銀行は何を見ているのか?「不動産投資ローンの融資審査」チェックポイント、4つ

不動産投資ローンの審査…投資家の何を見ているのか?

審査とは、銀行が債務者に返済能力があるかどうかを測ることを指します。主なチェックポイントは4つあると言われています。それぞれの審査項目について解説していきましょう。

 

個人の属性

まず一つめに、債権者の「信用力」が挙げられます。これは年収と勤務先といった属性情報によって決まります。銀行によって多少の違いはありますが、年収の最低ラインは400万円だといわれています。なかには700万〜1,000万円をラインに設定しているところもあるようです。

 

一般的に、メガバンクほど属性に対するハードルは高く、地方銀行やネット銀行、信用金庫などローカルな金融機関は低いといわれています。また、勤務先は、会社の規模や歴史、経営基盤が重視されます。

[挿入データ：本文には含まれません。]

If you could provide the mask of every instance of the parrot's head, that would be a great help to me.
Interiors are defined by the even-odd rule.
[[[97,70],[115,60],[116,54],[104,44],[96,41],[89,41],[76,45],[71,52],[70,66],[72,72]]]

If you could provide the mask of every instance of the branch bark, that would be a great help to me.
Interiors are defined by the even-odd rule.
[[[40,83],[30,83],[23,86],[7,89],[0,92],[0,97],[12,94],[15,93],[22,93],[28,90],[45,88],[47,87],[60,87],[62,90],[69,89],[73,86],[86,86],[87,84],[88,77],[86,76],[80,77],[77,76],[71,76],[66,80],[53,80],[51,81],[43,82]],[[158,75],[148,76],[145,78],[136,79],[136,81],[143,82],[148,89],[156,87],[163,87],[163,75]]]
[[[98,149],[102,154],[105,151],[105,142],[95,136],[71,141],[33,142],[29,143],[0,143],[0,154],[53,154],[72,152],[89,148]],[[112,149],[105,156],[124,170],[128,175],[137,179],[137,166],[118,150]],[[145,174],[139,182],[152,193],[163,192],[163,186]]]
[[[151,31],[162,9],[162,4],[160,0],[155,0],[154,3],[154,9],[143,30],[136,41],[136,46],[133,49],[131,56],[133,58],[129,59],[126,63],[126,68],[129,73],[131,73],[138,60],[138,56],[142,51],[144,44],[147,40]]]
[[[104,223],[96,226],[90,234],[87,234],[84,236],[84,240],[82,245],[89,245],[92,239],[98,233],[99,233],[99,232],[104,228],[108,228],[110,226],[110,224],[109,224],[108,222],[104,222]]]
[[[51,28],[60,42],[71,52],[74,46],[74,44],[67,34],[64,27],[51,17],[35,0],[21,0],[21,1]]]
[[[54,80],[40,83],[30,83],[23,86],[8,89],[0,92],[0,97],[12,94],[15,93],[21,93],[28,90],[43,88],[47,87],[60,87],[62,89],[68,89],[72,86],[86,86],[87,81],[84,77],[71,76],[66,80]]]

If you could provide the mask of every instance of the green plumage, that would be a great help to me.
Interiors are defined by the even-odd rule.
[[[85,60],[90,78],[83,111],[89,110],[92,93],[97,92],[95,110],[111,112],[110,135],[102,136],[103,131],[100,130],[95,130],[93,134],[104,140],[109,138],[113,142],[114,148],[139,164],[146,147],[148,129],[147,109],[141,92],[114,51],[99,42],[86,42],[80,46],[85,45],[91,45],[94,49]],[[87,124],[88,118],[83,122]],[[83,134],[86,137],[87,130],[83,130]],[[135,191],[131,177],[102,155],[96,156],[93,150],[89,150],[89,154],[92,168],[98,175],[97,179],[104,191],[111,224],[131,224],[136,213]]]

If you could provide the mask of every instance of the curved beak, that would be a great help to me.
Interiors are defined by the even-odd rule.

個人事業主は、医師や弁護士など、いわゆる士業でない限り、サラリーマンよりも不利になることが多いようです。

 

銀行が審査において属性を重視するのは、返済能力を知るためです。不動産投資が成功することが何よりも重要ではありますが、その成否に関係なく銀行は融資した資金を回収する必要があります。

 

そのときに重要になるのが借り入れをする本人の属性です。返済に十分な収入があるか、それが今後継続するかを審査しているわけです。

 

自己資金の多さ

二つめのポイントは、自己資金の多寡です。不動産を購入するために必要な資金のうち、自己資金としてどれだけの金額を用意しているのかも審査に影響します。その理由は、2つあります。

 

1つめの理由は、単純に自己資金が多いと借入金が少なくなるため、その分リスクが低くなると判断されるからです。しかしこれは審査の本質ではなく、特に重視されるのは2つめの理由です。

 

自己資金として数百万円、ときには一千万円以上のお金を用意しているという事実を、銀行は審査において重視します。それだけのお金を用意できた事実に対して「お金の管理がしっかりしている人」と判断しやすいことに加えて、それだけの自己資金を投じて不動産投資をするのですから、その人は本気であるとも見なされやすくなります。

 

銀行融資の審査に不安があるという方は、できるだけ自己資金を多く用意することを心がけましょう。

 

物件の収益力

三つめに、物件の「収益力」が挙げられます。住まいを買うための住宅ローンは、債務者個人の信用力が問われます。不動産投資ローンは、それに加えて、物件の「稼ぐ力」が重視されます。

 

たとえば、主要駅に近い、人気の街にある、最新設備があるなど、物件に魅力があり、借りたい人が多いかどうかが重要なのです。

 

物件に収益力があるということは、不動産投資が成功しやすいと判断できます。高い稼働率を維持できれば返済の原資も順調に入るため、銀行としても融資のリスクが低いと見なすことができます。

 

物件の担保力

四つめに、物件の「担保力」が挙げられます。万が一、債務者が返済できなくなったとき、銀行は物件を売却して残債を整理します。これも銀行によって基準はまちまちですが、一般に築年数が浅いほど有利なようです。

 

また、不動産の価値を決めるのは物件そのものの築年数や設備といった建物価値だけではありません。その不動産の立地条件も資産価値に大きく影響を及ぼします。建物は経年劣化が避けられませんが、立地条件が劣化することはありません。

 

資産性の高い立地に建っているマンションであれば築古になっても高い資産価値が見込めますし、建て替えをしたとしても資産価値の高い物件になりやすく、銀行としても万が一返済不能に陥ったとしても十分回収できるとして融資をしやすくなります。